Another avenue of future research includes exploring specific health policies in the workplace and their effect on the likelihood of whether an employee discusses a mental health concern with their direct supervisor(s). Some variables of interest here may include maternity/paternity leave, subsidized child care, and even counseling. Similarly, specific types of mental health and healthcare coverage should be analyzed, in addition to a whole multitude of specific features if the dataset was expanded. Moreover, healthcare systems should specifically be explored to see their effect on the response variable; these include privatized insurance, universal healthcare, and the availability of a public option.
Next, a time series analysis can be conducted, as the Open Sourcing Mental Illness organization has conducted this survey multiple times since 2014. In this time series analysis, one can observe how predictors of the response variable change over time with respect to feature importance. More specifically, an analysis with respect to COVID-19 can be conducted, and the transition to forced remote work due to the pandemic can be analyzed with respect to coping with a mental illness. Finally, feature engineering and hypertuning should be performed with respect to 'Some' and 'No' classes in addition to the 'Yes' class, and different models utilizing multi-class classification should be probed to test the same hypothesis.

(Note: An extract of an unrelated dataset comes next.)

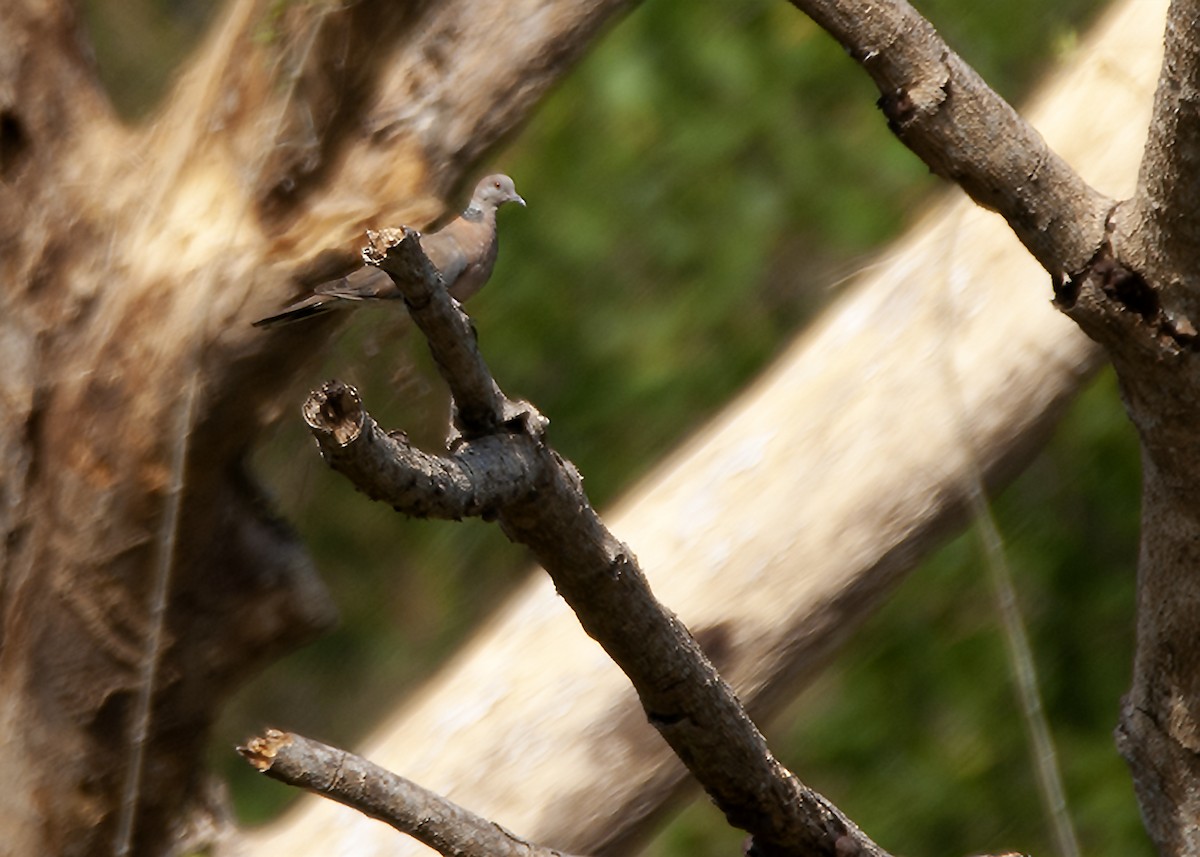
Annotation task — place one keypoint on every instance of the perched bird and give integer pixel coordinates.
(463, 251)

A 2014 dataset consisting of employee responses to a survey conducted by the Open Sourcing Mental Illness organization was cleaned and pre-processed; the survey intended to measure attitudes towards mental health and frequency of mental health disorders in the tech workplace. After learning about the features in the dataset and conducting an extensive literature review, a null hypothesis was created: Using Random Forest and feature importance from scikit-learn (i.e., mean decrease in Gini Index), 5 target predictors, in no particular order, will not be the most important when predicting whether employees are willing to discuss mental health issues with supervisors. The 5 target predictors of interest were determined to be obs_consequence, benefits, no_employees, leave, and remote_work. After conducting exploratory data analysis, in which feature distributions with respect to the response variable (supervisor) were analyzed and highly correlated features were removed, feature engineering was performed. Feature engineering not only allowed for the elucidation of the tradeoff between categorical and continuous features in the dataset, but also led the Random Forest Classifier model to be hypertuned. The best model was then tested on each class of the response variable ('Yes', 'Some of them', and 'No'). In the end, only one of the five features predicted to be most important with respect to Mean Decrease in Gini Index was in the actual top five most important features: leave. Thus, although the model resulted in substantially higher class prediction accuracies during testing relative to the base rates, the null hypothesis was not able to be rejected.